Sunday, September 2, 2018

Gas pump strikes fear in heart of modern man

      Technology actually hasn't been changing as fast as it used to. Cell phones are more than 30 years old. Personal computers too. The Internet has been a public commons for more than 20 years. Changes now seem slower, more incremental. 
    It's hard to recapture the anxiety that all this stuff originally created. I was searching for something else, and happened upon this column from 1997.
     As a guy who used to watch the attendant at the Clark Station check the oil and hand sticks of gum into the back seat to us kids, notice my terrified approach toward a gas pump credit card reader, and my wonder at the cleverness of "swiping." To be honest, at 58, I feel far less angst about shifting technology than this young man of 36 apparently felt. So that's good.

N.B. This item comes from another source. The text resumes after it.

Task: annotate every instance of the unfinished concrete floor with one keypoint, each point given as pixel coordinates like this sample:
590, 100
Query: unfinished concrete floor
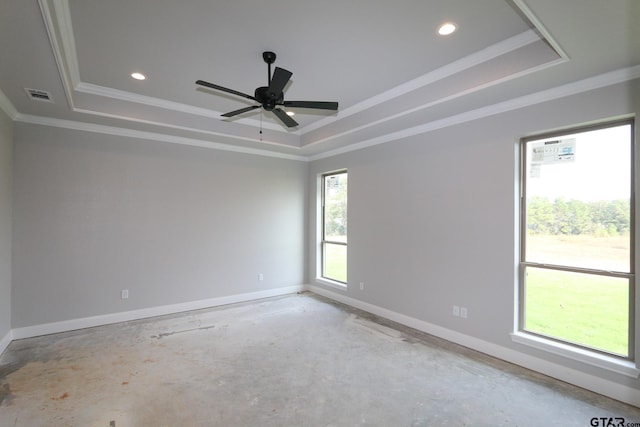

    I used to worry that if I beeped the car horn too hard, the air bag would explode in my face.  
     Thus I always tried to gently press the horn, and not hit it sharply, so as not to antagonize the thing and get it mad at me.
     The concern was that the air bag would deploy, scare the bejeezus out of me, drench me in talcum powder and maybe even cause an accident.
     The bags use talcum powder for lubrication, I heard once.
     I have since learned more about the bags. So now I worry that I'll beep the horn too hard and the air bag will deploy and kill me.
     That's progress.
     Some days life seems like a grim plodding from one vague technological dread to another, wrapped in a patchwork of half-knowledge and doubt woven out of the dubious information washing over us daily.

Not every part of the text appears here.